Setting up notifications with SignalR can happen through the client-SDK, directly, as shown in the following code-snippet:

//
// Setup notification handlers
//
geresServiceClient.Notifications.JobStarted += (sender, args) =>
{
    // ...
};
geresServiceClient.Notifications.JobProgressed += (sender, args) =>
{
    // ...
};
geresServiceClient.Notifications.JobCompleted += (sender, args) =>
{
    // ...
};

//
// Connect to the SignalR Hub
//
geresServiceClient.Notifications.Connect().Wait();

//
// Schedule jobs and subscribe to job notifications
//
string jobId = geresServiceClient.Management.SubmitJob(newJob, batchId).Result;
geresServiceClient.Notifications.SubscribeToJob(jobId);

As mentioned, there’s also the option to query the status of jobs manually. The status of jobs is kept in an Azure-table. Of course you can query that table, directly since you are in full control of your GeRes2 deployment. But we’ve created a WebAPI and a corresponding client-API that should make it a bit easier for you as shown below:

var batchesTask = geresServiceClient.Monitoring.GetBatches();

geresServiceClient.Monitoring.PageSize = pageSize;
var jobsList = geresServiceClient.Monitoring.GetJobsFromBatch(batchIdToGetJobs);

var jobDetails = geresServiceClient.Monitoring.GetJobDetails(j.JobId);

Final remarks:

We’ve created GeRes2 based on concrete partner projects we’ve been involved into across the world. They all started implementing the pattern outlined above manually and it always turned out it is a whole lot of work that needs to get done.
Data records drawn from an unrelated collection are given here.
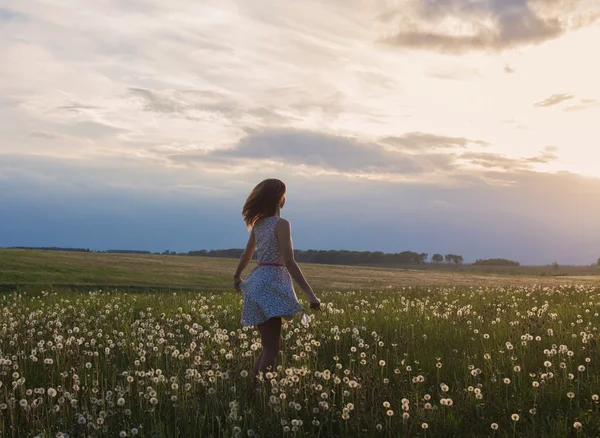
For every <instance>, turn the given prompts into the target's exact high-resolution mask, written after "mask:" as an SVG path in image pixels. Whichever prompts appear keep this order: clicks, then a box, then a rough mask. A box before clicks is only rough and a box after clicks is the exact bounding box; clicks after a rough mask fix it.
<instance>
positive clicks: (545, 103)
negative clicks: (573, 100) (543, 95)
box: [535, 94, 573, 108]
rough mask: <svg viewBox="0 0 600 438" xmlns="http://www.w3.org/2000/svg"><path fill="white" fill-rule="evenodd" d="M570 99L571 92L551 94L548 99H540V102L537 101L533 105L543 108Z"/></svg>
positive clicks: (572, 97)
mask: <svg viewBox="0 0 600 438" xmlns="http://www.w3.org/2000/svg"><path fill="white" fill-rule="evenodd" d="M571 99H573V95H572V94H553V95H552V96H550V97H549V98H548V99H545V100H542V101H541V102H537V103H536V104H535V106H537V107H542V108H545V107H549V106H554V105H558V104H560V103H562V102H565V101H567V100H571Z"/></svg>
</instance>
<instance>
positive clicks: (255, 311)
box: [240, 216, 305, 326]
mask: <svg viewBox="0 0 600 438" xmlns="http://www.w3.org/2000/svg"><path fill="white" fill-rule="evenodd" d="M279 219H280V218H279V217H277V216H270V217H266V218H263V219H260V220H259V221H258V222H257V223H256V224H255V225H254V227H253V231H254V237H255V238H256V255H257V258H258V263H259V265H258V266H257V267H256V268H254V269H253V270H252V272H250V274H248V276H247V277H246V278H245V279H244V280H243V281H242V283H241V284H240V289H241V290H242V294H243V295H244V307H243V309H242V321H241V322H242V325H244V326H256V325H259V324H262V323H263V322H266V321H267V320H269V319H270V318H274V317H282V318H284V319H286V320H291V319H293V317H294V315H296V314H297V313H300V312H304V311H305V310H304V307H302V305H301V304H300V303H299V302H298V298H297V297H296V293H295V292H294V285H293V284H292V278H291V277H290V274H289V272H288V270H287V269H286V267H285V264H284V260H283V257H282V255H281V253H280V251H279V242H278V239H277V236H275V225H276V224H277V222H278V221H279Z"/></svg>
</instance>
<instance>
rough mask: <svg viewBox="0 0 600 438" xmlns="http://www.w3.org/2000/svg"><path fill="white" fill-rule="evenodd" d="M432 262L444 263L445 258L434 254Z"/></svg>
mask: <svg viewBox="0 0 600 438" xmlns="http://www.w3.org/2000/svg"><path fill="white" fill-rule="evenodd" d="M431 261H432V262H433V263H442V262H443V261H444V256H443V255H441V254H434V255H432V256H431Z"/></svg>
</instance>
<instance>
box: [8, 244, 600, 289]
mask: <svg viewBox="0 0 600 438" xmlns="http://www.w3.org/2000/svg"><path fill="white" fill-rule="evenodd" d="M236 265H237V260H231V259H220V258H207V257H185V256H162V255H130V254H103V253H77V252H55V251H29V250H7V249H0V267H1V269H0V288H2V289H3V290H12V289H15V288H17V287H20V288H24V287H27V286H33V290H36V289H39V286H44V287H50V286H60V287H63V288H65V287H71V288H76V289H86V288H102V287H104V288H107V287H113V288H130V289H132V290H135V289H137V290H140V289H152V288H165V289H175V290H177V289H180V290H185V289H188V290H189V289H199V288H201V289H204V290H226V289H229V288H230V284H231V277H232V275H233V272H234V271H235V268H236ZM253 266H254V264H252V265H251V266H250V267H249V269H251V268H252V267H253ZM301 267H302V269H303V270H304V271H305V273H306V274H307V276H308V277H309V278H310V280H311V283H312V284H313V285H314V287H315V288H316V289H321V290H326V289H331V288H333V289H370V288H383V287H389V286H397V285H406V286H419V285H421V286H423V285H431V286H436V285H437V286H439V285H444V286H447V285H474V286H480V285H494V284H511V285H524V284H539V283H543V284H549V285H552V284H557V283H559V282H561V283H565V282H567V283H569V282H571V283H572V282H577V283H586V284H591V283H596V284H598V283H600V270H590V268H585V269H584V268H581V269H579V268H573V269H572V270H571V271H564V272H561V274H564V275H561V277H557V278H555V277H553V276H552V275H549V274H548V273H546V272H545V271H540V272H537V271H535V270H523V271H514V270H511V268H508V270H507V271H503V270H500V268H498V270H496V271H493V270H492V269H491V268H487V267H484V268H482V267H477V269H472V270H471V267H469V266H464V267H462V268H456V267H453V268H452V269H450V267H447V266H437V267H436V266H432V265H429V266H427V269H423V268H422V267H419V269H416V267H406V268H398V267H396V268H385V267H352V266H331V265H310V264H303V265H301ZM249 269H248V270H249ZM540 269H541V268H540ZM565 269H566V268H565ZM461 270H462V271H461ZM487 271H490V272H487ZM509 271H510V272H509ZM536 272H537V273H536ZM540 274H543V275H540ZM592 274H595V275H592Z"/></svg>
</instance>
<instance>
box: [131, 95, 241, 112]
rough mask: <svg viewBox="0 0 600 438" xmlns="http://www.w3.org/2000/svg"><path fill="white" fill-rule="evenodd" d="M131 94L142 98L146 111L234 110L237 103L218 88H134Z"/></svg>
mask: <svg viewBox="0 0 600 438" xmlns="http://www.w3.org/2000/svg"><path fill="white" fill-rule="evenodd" d="M130 91H131V94H132V95H133V96H134V97H136V98H138V99H140V100H141V101H142V102H143V104H144V109H145V110H146V111H152V112H157V113H166V114H175V115H180V116H185V115H189V114H190V113H191V112H193V111H213V112H232V111H234V110H236V109H237V103H236V102H235V101H234V100H233V99H231V98H229V97H227V95H226V94H225V93H221V92H218V91H216V90H164V91H156V90H149V89H144V88H132V89H131V90H130Z"/></svg>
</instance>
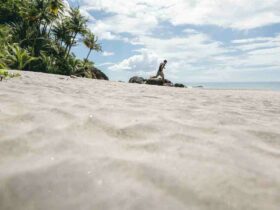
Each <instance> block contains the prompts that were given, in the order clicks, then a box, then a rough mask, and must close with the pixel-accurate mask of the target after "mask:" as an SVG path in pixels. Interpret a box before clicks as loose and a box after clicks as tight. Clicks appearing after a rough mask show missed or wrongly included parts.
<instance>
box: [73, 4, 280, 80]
mask: <svg viewBox="0 0 280 210" xmlns="http://www.w3.org/2000/svg"><path fill="white" fill-rule="evenodd" d="M68 2H69V3H70V5H73V6H77V5H79V6H80V9H81V11H82V13H83V14H84V15H85V16H86V17H87V18H88V19H89V24H88V25H89V27H90V29H91V30H92V31H93V32H94V33H95V34H96V35H97V36H98V37H99V41H100V43H101V44H102V47H103V53H92V54H91V56H90V59H91V60H93V61H94V62H95V65H96V66H97V67H98V68H100V69H101V70H103V71H104V72H105V73H106V74H107V75H108V76H109V77H110V79H111V80H123V81H127V80H128V79H129V78H130V77H131V76H134V75H141V76H145V77H149V76H151V75H153V74H155V73H156V70H157V68H158V65H159V63H160V62H161V61H162V60H163V59H167V60H168V65H167V68H166V70H165V74H166V77H167V78H168V79H170V80H172V81H174V82H184V83H188V82H230V81H231V82H232V81H235V82H238V81H240V82H244V81H252V82H254V81H280V0H267V1H263V0H262V1H261V0H129V1H125V0H94V1H93V0H68ZM73 52H74V53H75V54H76V55H77V56H78V57H80V58H83V57H85V56H86V54H87V52H88V51H87V49H86V48H85V47H84V46H83V45H79V46H77V47H75V48H74V49H73Z"/></svg>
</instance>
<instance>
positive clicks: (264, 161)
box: [0, 72, 280, 210]
mask: <svg viewBox="0 0 280 210" xmlns="http://www.w3.org/2000/svg"><path fill="white" fill-rule="evenodd" d="M22 74H23V76H22V77H21V78H16V79H12V80H9V81H3V82H0V209H1V210H112V209H114V210H127V209H129V210H138V209H139V210H140V209H141V210H166V209H169V210H181V209H184V210H197V209H201V210H204V209H207V210H208V209H209V210H210V209H211V210H228V209H236V210H279V209H280V92H272V91H245V90H244V91H230V90H221V91H218V90H198V89H190V90H189V89H178V88H168V87H155V86H148V85H135V84H124V83H117V82H105V81H96V80H88V79H82V78H79V79H70V78H67V77H64V76H56V75H47V74H41V73H31V72H25V73H22ZM62 78H64V79H62Z"/></svg>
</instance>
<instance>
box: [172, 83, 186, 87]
mask: <svg viewBox="0 0 280 210" xmlns="http://www.w3.org/2000/svg"><path fill="white" fill-rule="evenodd" d="M174 87H180V88H184V87H185V85H183V84H180V83H176V84H175V85H174Z"/></svg>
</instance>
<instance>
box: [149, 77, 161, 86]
mask: <svg viewBox="0 0 280 210" xmlns="http://www.w3.org/2000/svg"><path fill="white" fill-rule="evenodd" d="M146 84H148V85H159V86H162V85H163V81H162V79H156V78H150V79H147V81H146Z"/></svg>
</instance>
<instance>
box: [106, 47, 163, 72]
mask: <svg viewBox="0 0 280 210" xmlns="http://www.w3.org/2000/svg"><path fill="white" fill-rule="evenodd" d="M139 52H140V54H138V55H134V56H131V57H130V58H128V59H125V60H123V61H122V62H120V63H118V64H115V65H112V66H111V67H109V70H112V71H130V72H135V73H139V72H151V71H155V69H156V68H157V65H158V63H159V57H158V56H157V55H156V54H155V53H154V52H152V51H149V50H146V49H143V50H141V51H139Z"/></svg>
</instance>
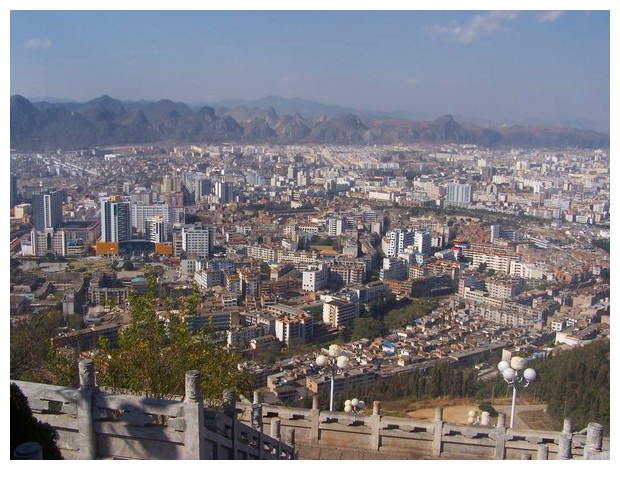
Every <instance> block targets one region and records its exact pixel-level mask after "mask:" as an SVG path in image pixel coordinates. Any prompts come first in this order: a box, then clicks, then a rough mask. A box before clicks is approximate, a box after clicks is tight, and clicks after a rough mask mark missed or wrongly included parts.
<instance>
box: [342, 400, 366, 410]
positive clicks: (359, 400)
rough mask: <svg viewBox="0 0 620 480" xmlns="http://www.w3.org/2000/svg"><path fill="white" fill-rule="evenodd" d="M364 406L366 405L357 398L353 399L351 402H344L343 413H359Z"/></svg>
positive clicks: (350, 401)
mask: <svg viewBox="0 0 620 480" xmlns="http://www.w3.org/2000/svg"><path fill="white" fill-rule="evenodd" d="M365 406H366V404H365V403H364V402H363V401H362V400H358V399H357V398H354V399H353V400H345V402H344V411H345V413H351V412H353V413H361V412H362V410H364V407H365Z"/></svg>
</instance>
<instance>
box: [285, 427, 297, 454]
mask: <svg viewBox="0 0 620 480" xmlns="http://www.w3.org/2000/svg"><path fill="white" fill-rule="evenodd" d="M284 443H286V444H287V445H288V446H289V447H291V448H292V449H293V458H295V429H294V428H289V429H288V430H287V431H286V440H285V442H284Z"/></svg>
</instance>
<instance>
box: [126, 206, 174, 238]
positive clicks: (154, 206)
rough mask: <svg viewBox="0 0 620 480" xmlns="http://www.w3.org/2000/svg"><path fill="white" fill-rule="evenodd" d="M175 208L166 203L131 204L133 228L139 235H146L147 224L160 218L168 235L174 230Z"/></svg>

GeRes2 implements a simple set of batch-processing features we’ve seen a lot with partners across the world. Of course it is not a full-blown HPC or batch-processing/job-scheduling platform. It covers simple yet often required scenarios. Nevertheless, what I can confirm is that we’ve partners who are using GeRes2 with > 100 job execution instances and tested way above 100 instances (to be precise: with 800 instances; but note that the built-in AutoScaler works up to 100 instances, only, but is not required to be used, either).

If you’re interested, then go to our project workspace, download and play the source code, dig into our docs and share feedback if you have.

http://geres2.codeplex.com
is where you can look for further details.

Have much fun and thanks for your interest!